Getting the tone right is all-important. Any inkling of the sector getting pushy will be pounced upon in such a fraught climate. This time public sentiment has to be a vital consideration for Irish racing, Bucking that trace will be an expensive error that could reverberate to its cost long after the immediate coronarvirus threat has faded.
Britain's racing authorities appear to have allowed for that by pushing out resumption plans. Of course circumstances are different there in terms of the scale of Covid-19 and the sport's reliance on the NHS. But after their Cheltenham gaffe it appears to be an acknowledgement of how the broader perspective will count.
The prospects for a re-start here sometime in May look brighter with official indictors of a relaxation of some restrictions. However it's worth keeping in mind any government stamp of approval isn't some sort of impregnable armour. Official green lights can turn red again very quickly. HRI's former chairman, Joe Keeling, might testify to that.

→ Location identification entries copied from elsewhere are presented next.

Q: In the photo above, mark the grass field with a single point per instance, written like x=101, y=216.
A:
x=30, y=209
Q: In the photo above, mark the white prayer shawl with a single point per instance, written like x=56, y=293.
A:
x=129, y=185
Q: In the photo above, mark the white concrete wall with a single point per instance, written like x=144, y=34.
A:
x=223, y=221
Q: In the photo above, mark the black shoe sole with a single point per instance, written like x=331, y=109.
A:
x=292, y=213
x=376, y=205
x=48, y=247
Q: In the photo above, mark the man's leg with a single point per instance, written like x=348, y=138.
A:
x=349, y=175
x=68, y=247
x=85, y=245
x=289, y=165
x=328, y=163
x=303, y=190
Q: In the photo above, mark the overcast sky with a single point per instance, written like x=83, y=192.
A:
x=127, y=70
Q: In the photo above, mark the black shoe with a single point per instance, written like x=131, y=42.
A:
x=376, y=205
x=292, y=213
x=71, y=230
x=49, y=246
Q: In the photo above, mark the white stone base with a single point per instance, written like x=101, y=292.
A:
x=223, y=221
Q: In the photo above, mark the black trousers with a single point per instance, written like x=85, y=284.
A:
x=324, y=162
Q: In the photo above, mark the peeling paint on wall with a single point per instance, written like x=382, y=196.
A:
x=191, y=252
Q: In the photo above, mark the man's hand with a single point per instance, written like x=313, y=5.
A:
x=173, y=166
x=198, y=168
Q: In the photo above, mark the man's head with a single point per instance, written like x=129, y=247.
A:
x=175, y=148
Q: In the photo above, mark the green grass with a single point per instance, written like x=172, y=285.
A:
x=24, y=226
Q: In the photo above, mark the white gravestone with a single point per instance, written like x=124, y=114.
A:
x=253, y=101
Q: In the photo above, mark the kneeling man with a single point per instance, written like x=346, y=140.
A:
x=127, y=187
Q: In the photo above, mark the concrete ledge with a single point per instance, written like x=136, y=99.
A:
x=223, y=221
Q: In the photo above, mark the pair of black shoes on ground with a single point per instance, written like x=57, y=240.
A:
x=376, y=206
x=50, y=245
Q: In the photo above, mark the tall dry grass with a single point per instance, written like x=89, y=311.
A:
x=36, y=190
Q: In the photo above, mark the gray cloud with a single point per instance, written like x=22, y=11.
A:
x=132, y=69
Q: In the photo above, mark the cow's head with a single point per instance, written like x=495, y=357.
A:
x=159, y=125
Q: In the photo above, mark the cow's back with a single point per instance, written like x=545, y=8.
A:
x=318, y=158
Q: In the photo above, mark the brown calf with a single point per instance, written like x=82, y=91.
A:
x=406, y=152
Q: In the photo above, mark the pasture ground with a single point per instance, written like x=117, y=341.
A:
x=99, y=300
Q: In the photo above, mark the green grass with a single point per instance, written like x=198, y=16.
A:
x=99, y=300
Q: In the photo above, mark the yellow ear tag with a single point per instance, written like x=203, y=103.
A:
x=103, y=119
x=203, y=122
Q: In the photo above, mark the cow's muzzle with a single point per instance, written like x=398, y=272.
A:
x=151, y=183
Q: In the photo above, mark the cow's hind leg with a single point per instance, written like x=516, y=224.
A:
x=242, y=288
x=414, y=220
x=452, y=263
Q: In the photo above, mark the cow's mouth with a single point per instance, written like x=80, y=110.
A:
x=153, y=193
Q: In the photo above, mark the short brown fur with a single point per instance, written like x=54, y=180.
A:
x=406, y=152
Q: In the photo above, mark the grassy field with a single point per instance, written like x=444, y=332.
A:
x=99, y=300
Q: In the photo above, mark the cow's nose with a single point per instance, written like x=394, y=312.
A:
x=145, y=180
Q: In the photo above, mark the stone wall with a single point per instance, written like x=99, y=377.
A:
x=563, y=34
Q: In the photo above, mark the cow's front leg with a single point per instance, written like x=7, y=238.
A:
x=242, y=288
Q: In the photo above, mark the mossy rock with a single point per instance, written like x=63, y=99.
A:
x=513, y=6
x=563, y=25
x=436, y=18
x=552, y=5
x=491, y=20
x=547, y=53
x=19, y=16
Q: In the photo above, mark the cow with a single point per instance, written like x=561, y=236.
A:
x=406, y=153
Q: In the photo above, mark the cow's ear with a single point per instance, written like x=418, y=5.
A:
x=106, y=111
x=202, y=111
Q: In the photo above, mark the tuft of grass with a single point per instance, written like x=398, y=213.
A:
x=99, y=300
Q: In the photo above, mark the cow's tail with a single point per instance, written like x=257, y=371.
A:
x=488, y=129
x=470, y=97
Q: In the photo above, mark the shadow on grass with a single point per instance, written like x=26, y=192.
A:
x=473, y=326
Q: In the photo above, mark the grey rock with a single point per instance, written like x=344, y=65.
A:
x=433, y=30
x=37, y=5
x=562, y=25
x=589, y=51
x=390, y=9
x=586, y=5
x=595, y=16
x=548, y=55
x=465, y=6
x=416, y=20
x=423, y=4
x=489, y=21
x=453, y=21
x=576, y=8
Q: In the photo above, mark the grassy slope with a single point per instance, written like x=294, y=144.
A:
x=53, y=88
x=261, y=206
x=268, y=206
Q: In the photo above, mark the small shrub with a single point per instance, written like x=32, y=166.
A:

The Keelings fruit firm has been uncomfortable headline news in recent days for flying in Bulgarian workers to pick fruit on its farm. That decision had official approval with all health measures undertaken and the logic behind it of not having enough domestic workers to do the job. Nevertheless public criticism led to Leo Varadkar declaring himself uncomfortable with the situation.
When the Taoiseach pronounces himself 'uncomfortable' the message is clear to everyone. So in the coming weeks it's in racing's best interests to get the right message out,and be seen to do so, in order that everyone can be comfortable with a resumption when it happens.